SALMO 38
Buongiorno a tutti,
inizieremo il cammino di oggi ascoltando le parole del Salmo 38, di seguito riportato:
Ho detto: «Veglierò sulla mia condotta *
per non peccare con la mia lingua;
porrò un freno alla mia bocca *
mentre l’empio mi sta dinanzi».
Sono rimasto quieto in silenzio: tacevo privo di bene, *
la sua fortuna ha esasperato il mio dolore.
Ardeva il cuore nel mio petto, *
al ripensarci è divampato il fuoco;
allora ho parlato: *
«Rivelami, Signore, la mia fine;
quale sia la misura dei miei giorni *
e saprò quanto è breve la mia vita».
Vedi, in pochi palmi hai misurato i miei giorni*
e la mia esistenza davanti a te è un nulla.
Solo un soffio è ogni uomo che vive, *
come ombra è l’uomo che passa;
solo un soffio che si agita, *
accumula ricchezze e non sa chi le raccolga.
Ora, che attendo, Signore? *
In te la mia speranza.
Liberami da tutte le mie colpe, *
non rendermi scherno dello stolto.
Sto in silenzio, non apro bocca, *
perché sei tu che agisci.
Allontana da me i tuoi colpi: *
sono distrutto sotto il peso della tua mano.

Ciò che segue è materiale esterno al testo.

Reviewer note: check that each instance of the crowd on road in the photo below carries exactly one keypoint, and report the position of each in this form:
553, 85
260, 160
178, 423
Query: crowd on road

Castigando il suo peccato tu correggi l’uomo, †
corrodi come tarlo i suoi tesori. *
Ogni uomo non è che un soffio.
Ascolta la mia preghiera, Signore, *
porgi l’orecchio al mio grido,
non essere sordo alle mie lacrime, †
poiché io sono un forestiero, *
uno straniero come tutti i miei padri.
Distogli il tuo sguardo, che io respiri, *
prima che me ne vada e più non sia.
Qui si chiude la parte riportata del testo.